Now I need to read Deadline and Blackout. Grant’s writing, while typically female in style (first person dialog – both inner and outer, and the main character is a girl), does not confine its audience to needing to be female to fully enjoy it. I’ve read (or tried to read) many female-authored stories that are intensely difficult for me to really get into because it’s largely internal dialog in the female protagonist’s mind. I’m not a girl, and what ramblings are conveyed don’t jive with my brain 🙂
Exceptions to the rule have only come from Stephanie Meyer (The Host), Suzanne Collins (The Hunger Games trilogy), and one other that I purchased in Britain several years ago but whose name escapes me.

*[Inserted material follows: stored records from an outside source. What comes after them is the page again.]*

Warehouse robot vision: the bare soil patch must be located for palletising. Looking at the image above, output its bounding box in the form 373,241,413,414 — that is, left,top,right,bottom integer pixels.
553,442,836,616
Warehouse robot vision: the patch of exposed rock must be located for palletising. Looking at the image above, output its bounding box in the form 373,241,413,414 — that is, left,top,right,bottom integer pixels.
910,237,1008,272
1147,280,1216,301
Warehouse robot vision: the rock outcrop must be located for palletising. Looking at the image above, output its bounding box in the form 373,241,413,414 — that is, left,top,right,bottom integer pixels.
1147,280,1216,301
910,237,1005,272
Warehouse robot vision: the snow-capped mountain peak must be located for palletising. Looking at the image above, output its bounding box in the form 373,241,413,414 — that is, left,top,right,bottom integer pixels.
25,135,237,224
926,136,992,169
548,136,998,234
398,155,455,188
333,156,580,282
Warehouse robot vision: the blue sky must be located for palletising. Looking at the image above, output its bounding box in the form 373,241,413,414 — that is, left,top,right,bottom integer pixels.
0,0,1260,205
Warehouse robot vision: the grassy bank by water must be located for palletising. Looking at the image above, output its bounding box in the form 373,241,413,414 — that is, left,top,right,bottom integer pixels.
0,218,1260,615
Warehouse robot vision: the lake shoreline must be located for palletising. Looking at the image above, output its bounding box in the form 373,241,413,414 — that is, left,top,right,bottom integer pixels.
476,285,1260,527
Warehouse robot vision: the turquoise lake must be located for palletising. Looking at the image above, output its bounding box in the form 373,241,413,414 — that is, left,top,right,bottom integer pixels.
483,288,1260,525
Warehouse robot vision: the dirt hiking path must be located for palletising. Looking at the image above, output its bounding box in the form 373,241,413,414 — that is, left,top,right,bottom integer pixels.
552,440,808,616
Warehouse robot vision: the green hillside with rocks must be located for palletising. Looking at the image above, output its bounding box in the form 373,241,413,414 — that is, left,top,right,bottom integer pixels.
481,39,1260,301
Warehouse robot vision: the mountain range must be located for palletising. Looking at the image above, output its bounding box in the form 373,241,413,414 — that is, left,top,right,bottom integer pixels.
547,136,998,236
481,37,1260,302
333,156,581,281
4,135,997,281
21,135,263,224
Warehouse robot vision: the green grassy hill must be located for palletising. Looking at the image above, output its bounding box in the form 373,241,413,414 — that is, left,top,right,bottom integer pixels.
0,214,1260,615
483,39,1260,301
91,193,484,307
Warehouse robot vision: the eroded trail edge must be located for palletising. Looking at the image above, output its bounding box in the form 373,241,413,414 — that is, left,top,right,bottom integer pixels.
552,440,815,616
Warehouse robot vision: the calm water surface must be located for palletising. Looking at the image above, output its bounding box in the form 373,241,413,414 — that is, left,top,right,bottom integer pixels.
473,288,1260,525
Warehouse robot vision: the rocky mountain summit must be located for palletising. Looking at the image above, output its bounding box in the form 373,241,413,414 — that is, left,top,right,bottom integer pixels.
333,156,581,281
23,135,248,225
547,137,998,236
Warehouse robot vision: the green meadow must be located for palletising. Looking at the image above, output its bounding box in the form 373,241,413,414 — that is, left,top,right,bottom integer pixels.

Back to Feed. Our heroes are an adopted brother and sister, Georgia and Shaun, and their tech friend Buffy. They’re all bloggers with licenses to travel into contaminated areas (ie, where zombies are freely roaming), but all blog differently – Georgia is a Newsie, Shaun is an Irwin, and Buffy a Fictional – so they report the news in an objective fashion as possible; educate by “poking things with a stick”; and write poems, stories, etc based on their type of blogging.
After a short introduction to our main crew, the backdrop of being selected to blog Senator Ryman’s presidential campaign in the substantially-post-zombified world of 2040 (the Rising happened in 2014) is the main setting.
Interestingly, Grant uses references to other pop culture zombie portrayals (including ample nods to George A Romero who more-or-less created the ‘ideal’ zombie world we all love today with his groundbreaking work in Night of the Living Dead, Dawn of the Dead, Day of the Dead, Land of the Dead, and Diary of the Dead, and which is also typified in AMC’s TV production of The Walking Dead (also a graphic novel series)). This is unlike perhaps any other horror/scifi writer I have ever seen before: she uses those stories to exemplify both “what we got right”, and “what we got wrong” in her universe.
If you’re queasy at the thought of flesh-eating zombies roaming the world, don’t read Feed. (Also don’t read World War Z – another of my favorites). If, however, you love a good whodunit, and are intrigued by the backdrop of a man-made-but-survivable apocalypse, go read Feed.
I’ll tell you how the rest of the trilogy is after I’ve finished them.